The less-fortunate part is that India's sugar exports will take place at a time when the world market is faced with surplus sugar of around 6.5 million tonnes for 2011-12, and there has been a broad-based commodity sell-off in the global markets which has exerted severe downward pressure on prices including sugar.

So, India's announcement to allow export has the potential to further weaken the world prices and in turn the export value in dollar terms. The silver-lining in this exercise is the recent depreciation of the rupee. If the rupee continues to remain weak and the exchange rate stays below Rs 50 to a US dollar for some time as is widely expected, exporters will find some relief in the unit value realisation in rupee terms.

Given the global cues and domestic market fundamentals, announcement of ten lakh tonnes export is unlikely to push domestic sugar prices higher markedly in the near-term. Seasonal supply pressure will cap the upside. While the underlying sentiment will be bolstered, there is nothing to suggest any unmanageable spurt in wholesale sugar prices at least until the end of March 2012.

Domestic sugar prices

On the other hand, exports will provide the much-needed floor of support for domestic sugar prices. The rates are likely to stay at levels that are at once consumer-friendly and producer-supportive. The domestic price direction beyond March 2012 will be influenced by cane planting for the next season and developments if any on the international front, including those in Brazil — the world's largest producer and exporter.

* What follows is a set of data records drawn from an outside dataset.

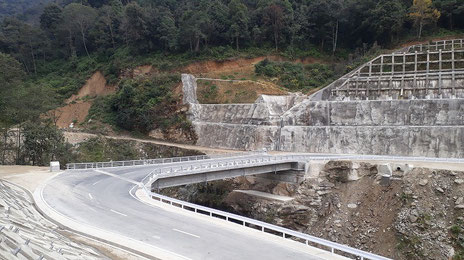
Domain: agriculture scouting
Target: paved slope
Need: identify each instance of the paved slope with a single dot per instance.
(106, 202)
(25, 234)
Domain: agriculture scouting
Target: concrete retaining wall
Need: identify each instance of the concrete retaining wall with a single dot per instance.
(421, 127)
(439, 112)
(432, 128)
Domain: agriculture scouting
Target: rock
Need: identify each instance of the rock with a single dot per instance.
(423, 182)
(413, 218)
(352, 206)
(460, 200)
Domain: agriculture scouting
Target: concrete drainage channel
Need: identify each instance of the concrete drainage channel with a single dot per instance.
(285, 233)
(183, 167)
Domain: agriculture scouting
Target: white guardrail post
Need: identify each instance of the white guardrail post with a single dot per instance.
(230, 161)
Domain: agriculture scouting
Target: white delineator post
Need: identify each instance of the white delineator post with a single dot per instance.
(55, 166)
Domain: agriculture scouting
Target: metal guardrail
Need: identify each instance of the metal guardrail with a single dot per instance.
(234, 162)
(266, 227)
(112, 164)
(237, 160)
(214, 165)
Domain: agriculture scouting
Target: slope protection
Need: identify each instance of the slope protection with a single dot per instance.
(369, 121)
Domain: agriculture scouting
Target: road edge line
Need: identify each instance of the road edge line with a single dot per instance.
(113, 239)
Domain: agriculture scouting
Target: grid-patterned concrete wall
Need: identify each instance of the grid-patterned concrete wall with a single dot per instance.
(431, 112)
(437, 45)
(435, 71)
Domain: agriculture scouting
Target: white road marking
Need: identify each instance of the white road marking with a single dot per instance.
(183, 232)
(114, 211)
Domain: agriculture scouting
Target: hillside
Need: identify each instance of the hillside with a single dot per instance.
(29, 10)
(129, 56)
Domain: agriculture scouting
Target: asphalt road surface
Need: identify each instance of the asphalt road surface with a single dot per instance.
(108, 203)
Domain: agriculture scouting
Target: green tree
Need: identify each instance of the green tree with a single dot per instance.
(169, 33)
(43, 143)
(423, 13)
(238, 16)
(386, 20)
(11, 76)
(78, 19)
(136, 26)
(450, 9)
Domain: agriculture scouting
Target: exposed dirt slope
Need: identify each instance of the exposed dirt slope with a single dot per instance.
(78, 105)
(246, 91)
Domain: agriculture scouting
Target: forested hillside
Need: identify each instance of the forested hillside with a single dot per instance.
(44, 63)
(28, 10)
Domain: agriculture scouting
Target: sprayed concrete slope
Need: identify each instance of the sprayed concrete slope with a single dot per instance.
(425, 123)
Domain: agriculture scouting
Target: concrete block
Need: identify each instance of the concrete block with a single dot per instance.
(384, 169)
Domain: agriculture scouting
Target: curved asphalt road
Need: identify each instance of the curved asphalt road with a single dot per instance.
(103, 201)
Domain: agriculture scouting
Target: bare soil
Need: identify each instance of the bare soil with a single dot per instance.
(224, 92)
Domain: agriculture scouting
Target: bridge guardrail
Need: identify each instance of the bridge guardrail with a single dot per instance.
(266, 227)
(112, 164)
(237, 161)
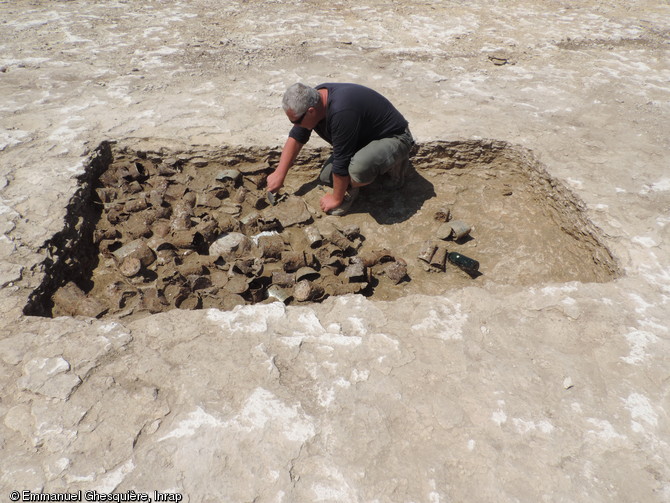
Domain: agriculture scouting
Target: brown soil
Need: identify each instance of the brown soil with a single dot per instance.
(161, 213)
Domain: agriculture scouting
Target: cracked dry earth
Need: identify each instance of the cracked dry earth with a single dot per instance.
(541, 378)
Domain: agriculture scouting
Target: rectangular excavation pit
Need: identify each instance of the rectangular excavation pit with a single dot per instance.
(149, 231)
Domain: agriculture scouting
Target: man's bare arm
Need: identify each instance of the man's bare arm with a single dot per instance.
(288, 156)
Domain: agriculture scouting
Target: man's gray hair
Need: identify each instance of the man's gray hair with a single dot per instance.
(299, 97)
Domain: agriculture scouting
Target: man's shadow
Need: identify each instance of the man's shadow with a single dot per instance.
(386, 207)
(395, 206)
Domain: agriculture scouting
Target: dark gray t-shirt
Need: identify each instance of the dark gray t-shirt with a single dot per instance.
(355, 116)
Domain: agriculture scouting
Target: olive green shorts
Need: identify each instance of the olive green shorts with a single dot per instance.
(375, 159)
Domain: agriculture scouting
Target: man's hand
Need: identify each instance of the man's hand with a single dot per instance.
(330, 202)
(275, 181)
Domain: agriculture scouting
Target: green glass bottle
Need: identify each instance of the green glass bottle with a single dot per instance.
(465, 263)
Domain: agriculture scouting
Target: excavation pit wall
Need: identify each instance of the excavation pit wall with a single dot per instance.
(150, 231)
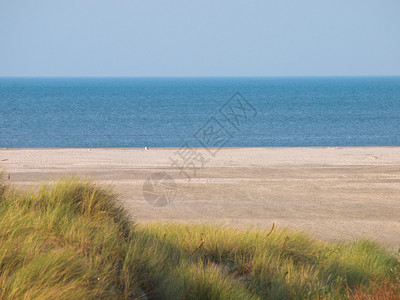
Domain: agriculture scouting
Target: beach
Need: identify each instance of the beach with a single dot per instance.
(334, 193)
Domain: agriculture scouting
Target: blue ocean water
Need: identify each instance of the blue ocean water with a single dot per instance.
(167, 112)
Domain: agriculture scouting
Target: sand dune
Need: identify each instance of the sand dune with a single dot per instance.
(335, 193)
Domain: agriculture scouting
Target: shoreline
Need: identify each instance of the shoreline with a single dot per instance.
(334, 193)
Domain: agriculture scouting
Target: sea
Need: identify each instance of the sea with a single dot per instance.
(199, 112)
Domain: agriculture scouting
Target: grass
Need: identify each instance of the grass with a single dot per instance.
(73, 240)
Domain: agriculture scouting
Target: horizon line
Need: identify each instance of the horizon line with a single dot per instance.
(195, 77)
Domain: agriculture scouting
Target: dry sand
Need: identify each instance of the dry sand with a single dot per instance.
(334, 193)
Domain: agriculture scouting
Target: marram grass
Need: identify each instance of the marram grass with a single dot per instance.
(73, 240)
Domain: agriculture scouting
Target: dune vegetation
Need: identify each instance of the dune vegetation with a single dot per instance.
(73, 240)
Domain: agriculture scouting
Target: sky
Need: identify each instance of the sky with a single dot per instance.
(187, 38)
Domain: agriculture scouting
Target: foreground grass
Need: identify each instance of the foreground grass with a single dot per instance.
(73, 240)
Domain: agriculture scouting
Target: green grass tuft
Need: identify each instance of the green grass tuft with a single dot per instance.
(73, 240)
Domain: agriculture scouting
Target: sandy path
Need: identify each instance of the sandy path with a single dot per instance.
(335, 193)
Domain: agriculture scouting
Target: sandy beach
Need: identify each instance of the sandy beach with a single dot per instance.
(334, 193)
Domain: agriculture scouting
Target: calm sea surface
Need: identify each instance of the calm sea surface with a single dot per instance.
(132, 112)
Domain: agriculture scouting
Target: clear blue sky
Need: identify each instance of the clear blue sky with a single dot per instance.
(199, 38)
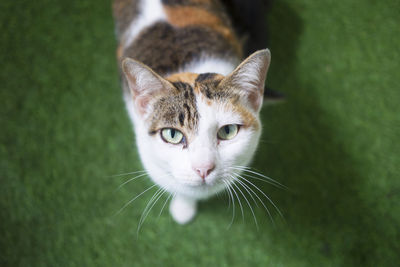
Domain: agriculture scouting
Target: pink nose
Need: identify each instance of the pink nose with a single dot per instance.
(204, 170)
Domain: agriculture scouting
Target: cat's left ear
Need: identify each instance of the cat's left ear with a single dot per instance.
(249, 78)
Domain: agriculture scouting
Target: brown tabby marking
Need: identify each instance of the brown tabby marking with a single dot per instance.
(177, 108)
(182, 16)
(186, 77)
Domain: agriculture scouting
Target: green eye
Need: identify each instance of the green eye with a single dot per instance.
(228, 131)
(171, 135)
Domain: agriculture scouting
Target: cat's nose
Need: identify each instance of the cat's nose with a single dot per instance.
(204, 170)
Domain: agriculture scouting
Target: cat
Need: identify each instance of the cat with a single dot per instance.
(193, 101)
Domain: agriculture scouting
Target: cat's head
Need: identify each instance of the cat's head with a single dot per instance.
(194, 130)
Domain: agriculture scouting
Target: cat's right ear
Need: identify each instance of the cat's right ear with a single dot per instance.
(143, 83)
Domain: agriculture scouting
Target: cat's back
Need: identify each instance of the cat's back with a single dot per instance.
(176, 35)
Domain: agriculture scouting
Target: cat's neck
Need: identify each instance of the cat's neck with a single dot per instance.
(212, 64)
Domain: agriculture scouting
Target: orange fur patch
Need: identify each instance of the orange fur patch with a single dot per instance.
(181, 16)
(186, 77)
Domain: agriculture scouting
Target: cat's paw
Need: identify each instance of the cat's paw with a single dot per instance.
(182, 209)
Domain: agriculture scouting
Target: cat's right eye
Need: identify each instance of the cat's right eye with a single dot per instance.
(227, 132)
(171, 135)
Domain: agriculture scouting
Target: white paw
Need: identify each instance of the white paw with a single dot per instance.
(182, 209)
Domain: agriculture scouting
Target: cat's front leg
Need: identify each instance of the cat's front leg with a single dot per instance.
(183, 209)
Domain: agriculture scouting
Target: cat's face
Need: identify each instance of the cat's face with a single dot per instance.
(194, 132)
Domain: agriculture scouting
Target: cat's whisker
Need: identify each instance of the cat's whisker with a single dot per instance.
(240, 203)
(269, 199)
(147, 210)
(248, 170)
(127, 173)
(248, 203)
(131, 179)
(133, 199)
(228, 186)
(165, 203)
(229, 197)
(262, 202)
(241, 183)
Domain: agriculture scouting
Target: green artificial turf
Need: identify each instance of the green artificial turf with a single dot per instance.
(334, 142)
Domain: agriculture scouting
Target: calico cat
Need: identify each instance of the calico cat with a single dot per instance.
(194, 104)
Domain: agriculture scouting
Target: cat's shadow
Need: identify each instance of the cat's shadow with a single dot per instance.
(299, 149)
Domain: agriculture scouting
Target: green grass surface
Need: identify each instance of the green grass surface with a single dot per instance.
(335, 143)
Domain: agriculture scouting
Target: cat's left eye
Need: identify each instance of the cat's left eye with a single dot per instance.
(227, 132)
(171, 135)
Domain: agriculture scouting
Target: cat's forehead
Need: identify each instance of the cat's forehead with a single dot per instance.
(179, 108)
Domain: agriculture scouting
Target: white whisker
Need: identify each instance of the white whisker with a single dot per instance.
(127, 173)
(262, 202)
(248, 203)
(248, 170)
(131, 179)
(133, 199)
(147, 210)
(233, 202)
(240, 203)
(162, 208)
(269, 199)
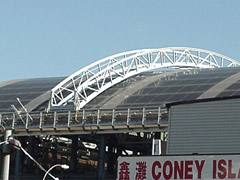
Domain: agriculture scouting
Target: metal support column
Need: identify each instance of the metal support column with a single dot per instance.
(73, 162)
(110, 156)
(6, 156)
(18, 164)
(101, 158)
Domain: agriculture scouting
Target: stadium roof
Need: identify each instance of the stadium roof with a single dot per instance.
(154, 88)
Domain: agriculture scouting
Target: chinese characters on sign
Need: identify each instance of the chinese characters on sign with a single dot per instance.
(195, 167)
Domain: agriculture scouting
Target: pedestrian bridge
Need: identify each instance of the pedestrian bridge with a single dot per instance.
(99, 121)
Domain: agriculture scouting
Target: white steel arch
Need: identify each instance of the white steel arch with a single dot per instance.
(90, 81)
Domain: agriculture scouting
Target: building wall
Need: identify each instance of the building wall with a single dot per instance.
(205, 128)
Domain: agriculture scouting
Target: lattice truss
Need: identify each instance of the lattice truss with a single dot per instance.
(85, 84)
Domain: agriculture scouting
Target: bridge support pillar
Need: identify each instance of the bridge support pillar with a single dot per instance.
(18, 164)
(6, 156)
(101, 158)
(111, 156)
(73, 162)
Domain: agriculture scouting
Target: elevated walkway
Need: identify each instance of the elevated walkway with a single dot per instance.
(99, 121)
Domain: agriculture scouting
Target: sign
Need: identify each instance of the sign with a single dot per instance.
(207, 167)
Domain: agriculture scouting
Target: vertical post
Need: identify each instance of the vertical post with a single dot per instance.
(101, 158)
(73, 161)
(6, 156)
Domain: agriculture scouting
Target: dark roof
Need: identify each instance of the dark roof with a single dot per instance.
(31, 92)
(157, 89)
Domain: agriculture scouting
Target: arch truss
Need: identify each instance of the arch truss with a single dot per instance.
(85, 84)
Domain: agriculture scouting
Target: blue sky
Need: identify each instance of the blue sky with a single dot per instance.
(48, 38)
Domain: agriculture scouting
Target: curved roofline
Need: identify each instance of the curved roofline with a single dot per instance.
(88, 82)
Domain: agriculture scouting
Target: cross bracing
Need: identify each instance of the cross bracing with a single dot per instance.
(85, 84)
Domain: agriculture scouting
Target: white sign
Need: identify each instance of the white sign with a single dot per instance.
(207, 167)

For 2011-12, the domestic sugar industry has estimated the production at 26 ml.t; consumption at 22 ml.t and opening stocks at 5.8 ml.t. These numbers could eventually turn out to be slightly different. It is possible that production estimate and opening stocks are overstated by one million tonnes each and consumption estimate understated by one million tonnes.

Given the propensity of our sugar sector data to undergo rapid changes, the Government has be sensible in allowing 10 lakh tonnes, perhaps as the first instalment. It is necessary to closely monitor the market conditions and obtain more reliable numbers for taking an informed decision about further exports in the coming months.